I am attempting to overlay a grid on these points, and then count the number of occurrences in each grid. Once the counts have been tallied, I then want to reference them to a grid cell ID.
In R, I've used the over() function to just get the points within the range map, which is a shapefile.
#Read in occurrence data
data=read.csv("data.csv", header=TRUE)
coordinates(data)=c("LONGITUDE","LATITUDE")
#Get shapefile of the species' range map
range=readOGR(".",layer="data")
proj4string(data)=proj4string(range)
#Get points within the range map
inside.range=!is.na(over(data,as(range,"SpatialPolygons")))
The above worked exactly as I hoped, but does not address my current problem: how to deal with points that are the type SpatialPointsDataFrame, and a grid that is a raster. Would you recommend polygonizing the raster grid, and using the same method I indicated above? Or would another process be more efficient?
First of all, your R code doesn't work as written. I would suggest copy-pasting it into a clean session, and if it errors out for you as well, correcting syntax errors or including add-on libraries until it runs.
That said, I assume that you are supposed to end up with a data.frame of two-dimensional numeric coordinates. So, for the purposes of binning and counting them, any such data will do, so I took the liberty of simulating such a dataset. Please correct me if this doesn't capture a relevant aspect of your data.
## Skip this line if you are the OP, and substitute the real data instead.
data<-data.frame(LATITUDE=runif(100,1,100),LONGITUDE=runif(100,1,100));
## Add the latitudes and longitudes between which each observation is located
## You can substitute any number of breaks you want. Or, a vector of fixed cutpoints
## LATgrid and LONgrid are going to be factors.
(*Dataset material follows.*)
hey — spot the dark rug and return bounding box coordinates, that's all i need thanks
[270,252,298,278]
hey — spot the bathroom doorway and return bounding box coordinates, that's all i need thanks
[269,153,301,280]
With ugly level names.
data$LATgrid<-cut(data$LATITUDE,breaks=10,include.lowest=T);
data$LONgrid<-cut(data$LONGITUDE,breaks=10,include.lowest=T);
## Create a single factor that gives the lat,long of each observation.
data$IDgrid<-with(data,interaction(LATgrid,LONgrid));
## Now, create another factor based on the above one, with shorter IDs and no empty levels
data$IDNgrid<-factor(data$IDgrid);
levels(data$IDNgrid)<-seq_along(levels(data$IDNgrid));
## If you want total grid-cell count repeated for each observation falling into that grid cell, do this:
data$count<- ave(data$LATITUDE,data$IDNgrid,FUN=length);
## You could have also used data$LONGITUDE, doesn't matter in this case
## If you want just a table of counts at each grid-cell, do this:
aggregate(data$LATITUDE,data[,c('LATgrid','LONgrid','IDNgrid')],FUN=length);
## I included the LATgrid and LONgrid vectors so there would be some
## sort of descriptive reference accompanying the anonymous numbers in IDNgrid,
## but only IDNgrid is actually necessary
## If you want a really minimalist table, you could do this:
table(data$IDNgrid);